Caterpillar: la surenchère politique stérile

Philippe Walkowiak

Quand ce n’est pas un ministre-président qui entend presque reprendre à la force des baïonnettes un site industriel, c’est un chef de groupe de l’opposition qui entend traduire devant la Chambre les patrons-voyous (ou presque...), au mépris sans doute de tous les prescrits constitutionnels ou même des droits de l’Homme.

Il fait chaud… et pas uniquement sur les terrasses de nos grands-places, semble-t-il !

Impuissance

Finalement, cette surenchère n’est-elle pas proportionnelle à l’impuissance politique à contraindre les réalités économiques ?

Longtemps, les gouvernements ont pu définir les grandes orientations économiques ou imposer des choix sociaux. Chez nous, c’était chose facile quand la Société Générale de Belgique détenait pratiquement, de près ou de loin, la moitié de l’économie du pays, même si à l’époque déjà, personne n’a pu empêcher le désinvestissement en Wallonie en faveur de la Flandre.

Avec la mondialisation et des centres de décision de plus en plus lointains, la petite Belgique ne pesait plus très lourd, mais la classe politique aimait toujours à faire croire qu’elle pouvait infléchir le cours des choses.

Mittal, Opel, Ford, Philips, etc… les fermetures se suivaient, celle de Renault a débouché sur une nouvelle procédure… qui au final, ne change pas grand-chose.

Arrière-garde

Aucun gouvernement n’a jamais fait fléchir une multinationale. Avant la fermeture de Mittal à Liège, Jean-Claude Marcourt (PS) se faisait fort de prendre un décret qui " nationaliserait " l’usine. Le texte a été rédigé, examiné en gouvernement wallon et… mis dans un tiroir.

Cette fois c’est Paul Magnette qui promet de reprendre le site de Caterpillar, tel Mac Arthur jurant de revenir à Bataan, c’est Olivier Chastel qui surprend les libéraux pur sucre en voulant réquisitionner l’usine de Gosselies ou c’est aujourd’hui Jean-Marc Collet qui veut contraindre toute entreprise en procédure Renault de venir s’expliquer à la Chambre ( il aurait été député wallon, que c’eut été le cas au Parlement Wallon, directement compétent pour l’Emploi et l’Economie). Ce sont les mêmes qui pourtant considèrent les propositions du PTB sur le sujet comme irréalistes ou soviétiques…
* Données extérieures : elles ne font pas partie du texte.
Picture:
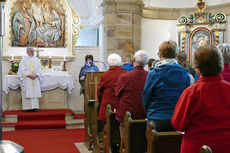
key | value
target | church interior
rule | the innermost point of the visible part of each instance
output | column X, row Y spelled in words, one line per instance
column 67, row 35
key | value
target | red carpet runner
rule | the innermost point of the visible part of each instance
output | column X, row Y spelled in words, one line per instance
column 43, row 119
column 47, row 141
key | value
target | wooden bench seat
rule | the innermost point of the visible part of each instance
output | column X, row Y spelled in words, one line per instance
column 134, row 140
column 162, row 142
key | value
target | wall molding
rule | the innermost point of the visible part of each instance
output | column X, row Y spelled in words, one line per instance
column 175, row 13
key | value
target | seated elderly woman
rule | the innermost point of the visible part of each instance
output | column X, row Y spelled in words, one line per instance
column 225, row 49
column 164, row 85
column 202, row 111
column 108, row 80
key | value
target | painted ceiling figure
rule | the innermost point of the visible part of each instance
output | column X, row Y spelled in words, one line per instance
column 37, row 9
column 49, row 33
column 23, row 25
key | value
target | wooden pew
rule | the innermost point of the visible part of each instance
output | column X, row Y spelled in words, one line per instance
column 134, row 140
column 97, row 130
column 111, row 133
column 205, row 149
column 91, row 83
column 162, row 142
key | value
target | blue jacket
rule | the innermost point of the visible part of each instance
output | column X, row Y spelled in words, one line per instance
column 163, row 87
column 127, row 66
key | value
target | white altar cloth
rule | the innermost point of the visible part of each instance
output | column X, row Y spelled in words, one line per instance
column 51, row 81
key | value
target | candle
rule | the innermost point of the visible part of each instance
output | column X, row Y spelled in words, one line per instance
column 12, row 57
column 64, row 57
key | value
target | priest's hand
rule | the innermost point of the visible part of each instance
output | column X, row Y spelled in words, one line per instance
column 32, row 76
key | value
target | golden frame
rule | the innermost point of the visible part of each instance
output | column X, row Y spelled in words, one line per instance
column 72, row 30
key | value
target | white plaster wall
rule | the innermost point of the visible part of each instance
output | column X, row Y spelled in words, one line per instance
column 154, row 32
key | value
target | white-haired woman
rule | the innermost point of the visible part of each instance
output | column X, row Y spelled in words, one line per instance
column 225, row 49
column 108, row 80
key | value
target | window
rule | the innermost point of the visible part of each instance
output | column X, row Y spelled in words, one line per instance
column 88, row 37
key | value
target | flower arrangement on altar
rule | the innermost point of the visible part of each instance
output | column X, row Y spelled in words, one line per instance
column 14, row 68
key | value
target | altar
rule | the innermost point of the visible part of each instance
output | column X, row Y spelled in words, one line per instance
column 55, row 89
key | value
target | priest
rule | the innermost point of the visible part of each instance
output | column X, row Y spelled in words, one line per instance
column 30, row 78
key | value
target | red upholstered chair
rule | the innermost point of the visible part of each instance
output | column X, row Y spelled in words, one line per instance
column 205, row 149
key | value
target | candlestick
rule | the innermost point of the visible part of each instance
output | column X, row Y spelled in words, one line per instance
column 12, row 57
column 64, row 66
column 50, row 63
column 64, row 57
Dans le dossier Caterpillar, on notera aussi que Charles Michel ou Jean-Claude Marcourt en autre se montrent plus discrets, explorant les chemins des possibles, admettant que dans le monde de 2016, les multinationales dictent leurs lois avec cynisme et que des aménagements ne seront possible qu’à la marge.

Le politique a bien des difficultés à reconnaître son impuissance, à l’admettre à ses électeurs après avoir longtemps prétendu le contraire. Cela fait aussi partie de la désillusion qui aujourd’hui s’exprime dans les intentions de vote vis-à-vis des partis traditionnels et demain peut-être dans les urnes.